XXVI

Por la tarde de este mismo día, al salir, al anochecer, por el bulevar Jourdan con la idea de preguntar cuándo volvía de Inglaterra Till Fortuner, me encontré con la señora amiga de Susana, madame Frossard. Ella se detuvo con la idea clara de entablar conversación; yo la saludé.

—Está aquí Susana —me dijo.

—¿De veras? —pregunté.

—Sí, vaya usted mañana a verla. Ha estado un poco enferma, y, como venía cansada, su padre ha hecho que hoy se vaya a la cama.

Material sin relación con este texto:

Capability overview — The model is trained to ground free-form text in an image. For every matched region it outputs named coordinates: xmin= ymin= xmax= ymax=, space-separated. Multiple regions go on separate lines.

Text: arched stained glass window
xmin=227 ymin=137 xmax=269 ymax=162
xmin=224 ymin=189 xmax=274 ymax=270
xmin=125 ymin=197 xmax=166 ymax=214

—¿Qué es lo que ha tenido?

—Susana padeció hace años una lesión cardíaca, que ya se había compensado. Por eso, el padre la quería tener apartada del estudio y de todo esfuerzo, y no quería que se casara. Ahora, en la playa de Bretaña, donde han estado, ha tenido una afección reumática que le ha durado dos o tres semanas, y el médico teme que se le haya recrudecido la enfermedad. ¿Usted no ha recibido cartas de ella?

—Yo, ninguna.

—Y usted, ¿le ha escrito?

—Sí, varias veces; pero como no me contestaba, dejé de escribir.

—Ella se figura que usted le ha escrito y que su padre ha hecho desaparecer las cartas. Si mañana la espera usted en este parque, a la hora de costumbre, podrán hablar ustedes.

—¿Y cómo va a saber ella que yo la espero?

—Yo la telefonearé.

—¡Ah! Pues entonces estaré yo delante del Observatorio desde las cinco de la tarde.

Madame Frossard se despidió de mí. Yo quedé un tanto alarmado. No sabía si la enfermedad de Susana sería algo grave y de cuidado.

Dejé de ir al taller de Till, porque ya no me interesaba el que estuviera o no de regreso.

Al día siguiente, por la tarde, me presenté en el parque, delante del Observatorio, y poco tiempo después apareció Susana. Nos saludamos con gran emoción. Yo la miré y la estudié por ver si se veían en su rostro las señales de la enfermedad; pero no, tenía buen aspecto.

—¿Ya se ha tranquilizado usted? —preguntó ella.

—Sí, estaba muy intranquilo y muy asustado.

—He tenido una fiebre, pero no ha sido gran cosa.

—¡Mi querida Susana! —sin querer, la agarré de la mano, y ella se acercó a mí y puso un momento su cabeza en mi hombro.

No quería, sin duda, que nos vieran en esta actitud los paseantes del parque, y se separó en seguida.

Hablamos después. Parecía evidente que el señor Roberts había escamoteado mis cartas a Susana y las que ella me había escrito.

—¿Qué ha hecho usted, Miguel, en este tiempo? —me preguntó ella.

—¿Qué quiere usted que hiciera? Aburrirme, entristecerme pensando en usted.

—Yo también he pensado mucho en usted.

—Sí, puede ser.

—¿Cómo? ¿Puede ser? No, pensaba en usted constantemente. Mi padre, con esa astucia de enfermo, inventó que le habían escrito que usted se había marchado a España. «¿Qué le pasará allá?», me decía yo; estaba muy inquieta.

—Yo, también.

Después de hablar largo rato de su enfermedad, volvimos a la misma conversación que tuvimos antes de marcharse ella a la playa del Norte.

—¿Leyó usted los libros que le dejé? —me preguntó.

—Sí, el libro de poesías de Paul Verlaine lo he leído muchas veces. Me he dedicado a la melancolía sin querer. Creo que esas poesías me han envenenado con su sentimentalismo.

—Eso nos ha pasado a muchos. Ya se curará usted.

—Sí, es posible, sobre todo si la veo a usted constantemente, como antes.

—¿Y lo de Proust?

—No me ha interesado; he empezado a leerlo, pero no me ha producido gran curiosidad.

—¿Y por qué?

—Es como una crónica mundana de cosas pasadas aquí; pero a mí no me interesa un suceso porque ocurra aquí o allá, sino por el suceso en sí. Además, ¡es uno tan poco mundano!…

—Es usted lógico consigo mismo. ¿Y lo de Verlaine?

—Eso me ha parecido de siempre y de todas partes.

—Es verdad, ¡qué bonito! Yo lloraba cuando leía sus poesías hace años:

Il pleure dans mon coeur

Comme il pleut sur la ville;

Quelle est cette langueur

Qui pénètre mon coeur?

También, ¡qué admirable aquella canción!:

Écoutez la chanson bien douce

Qui ne pleure que pour vous plaire.

Elle est discrète, elle est legère:

Un frisson d’eau sur la mousse!

—Sí, son canciones verdaderamente encantadoras; a mí mismo, que soy duro y poco inclinado a la poesía, me conmueve —dije yo.

—¡Bah! La dureza de usted es una broma.